近江八幡市郷土史会が書籍発行
【近江八幡】 近江八幡・安土地域の歴史に関心を持つ人たちが集まり、歴史研究や史跡探訪などに取り組んでいるグループ「近江八幡市郷土史会」は、来年2026年が安土城築城から450周年となることを記念し、今年11月24日に「安土城築城450年祭プレイベント」と銘打ち、安土城の実状に迫るシンポジウムの開催を企画。それに先立ち、1月15日に同シンポジウムのガイド本となる書籍「天道の城―信長の魂 安土城の真実に迫る!―」を自費出版した。
このほど同会の浅岡徹夫会長と、同会理事で同書著者でもある歴史家のヒストリア・ノブロウさんが県庁で記者会見を開き、書籍や研究内容などについて紹介した。

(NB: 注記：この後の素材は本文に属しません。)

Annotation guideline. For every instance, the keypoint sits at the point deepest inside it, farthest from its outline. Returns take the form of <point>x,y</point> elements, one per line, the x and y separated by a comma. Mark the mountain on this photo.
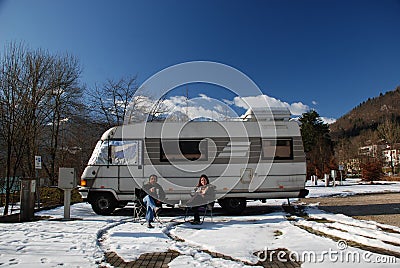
<point>367,116</point>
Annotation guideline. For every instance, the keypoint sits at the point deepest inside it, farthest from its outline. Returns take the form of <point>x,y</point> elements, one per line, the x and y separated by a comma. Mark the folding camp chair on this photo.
<point>203,210</point>
<point>139,211</point>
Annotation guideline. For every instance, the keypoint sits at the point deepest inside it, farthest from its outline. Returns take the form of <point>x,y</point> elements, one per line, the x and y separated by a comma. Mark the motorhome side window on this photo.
<point>116,152</point>
<point>183,150</point>
<point>279,149</point>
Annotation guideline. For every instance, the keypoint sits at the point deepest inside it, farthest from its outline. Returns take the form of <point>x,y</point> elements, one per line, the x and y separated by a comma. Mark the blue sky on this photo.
<point>329,55</point>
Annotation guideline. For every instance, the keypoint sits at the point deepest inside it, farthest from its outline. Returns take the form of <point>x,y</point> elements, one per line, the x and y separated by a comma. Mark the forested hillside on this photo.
<point>368,115</point>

安土城は戦国武将・織田信長の居城として広く知られているが、焼失しているため、どのような構造の城だったか詳細は判明しておらず、これまでも多くの研究者らが論考を戦わせてきた。県でも安土城の実像を明らかにし、目に見える形で復元して世界に誇れる安土城の魅力を広く発信することを目的に、2019年度から「『幻の安土城』復元プロジェクト」として発掘調査や海外調査などを進めている。
今回出版された同書では、安土城指図に描かかれている吹き抜け構造や当時の信仰などの文化とこれまで独自に調査・研究を続けてきたヒストリア・ノブロウさんの論考を元に「安土城は大手道から天につながるように建てられていた。信長にとって祈りの城ともいうべき特別な城だった」という考察を反論も踏まえつつ、分かりやすく繰り広げている。

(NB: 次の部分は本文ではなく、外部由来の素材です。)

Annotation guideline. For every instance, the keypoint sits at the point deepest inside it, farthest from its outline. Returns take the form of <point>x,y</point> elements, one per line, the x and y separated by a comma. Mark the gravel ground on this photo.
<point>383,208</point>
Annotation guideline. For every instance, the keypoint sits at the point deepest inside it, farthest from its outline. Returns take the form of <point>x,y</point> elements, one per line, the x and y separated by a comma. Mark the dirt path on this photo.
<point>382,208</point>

ヒストリア・ノブロウさんは「築城450年を機に本当に素晴らしい城だったことを多くの人にしてもらうきっかけになれば」と期待を寄せ、浅岡会長は「安土城の実状に広く関心を持ってもらうことで築城450年を盛り上げていきたい」と意気込んでいる。
同書はA4カラー64ページ、1冊1000円。購入は同会ホームページ(https://www.ohmi-hachiman-local-history-society.com/)を参照するか、浅岡会長(TEL080―1442―7715)へ。
また、同会では2月16日午後1時30分~午後3時、近江八幡市立近江八幡図書館(近江八幡市宮内町)で出版記念講演会を催す。誰でも参加可能で参加費300円。会場では同書も販売する。要事前申し込みで問い合わせは浅岡会長へ。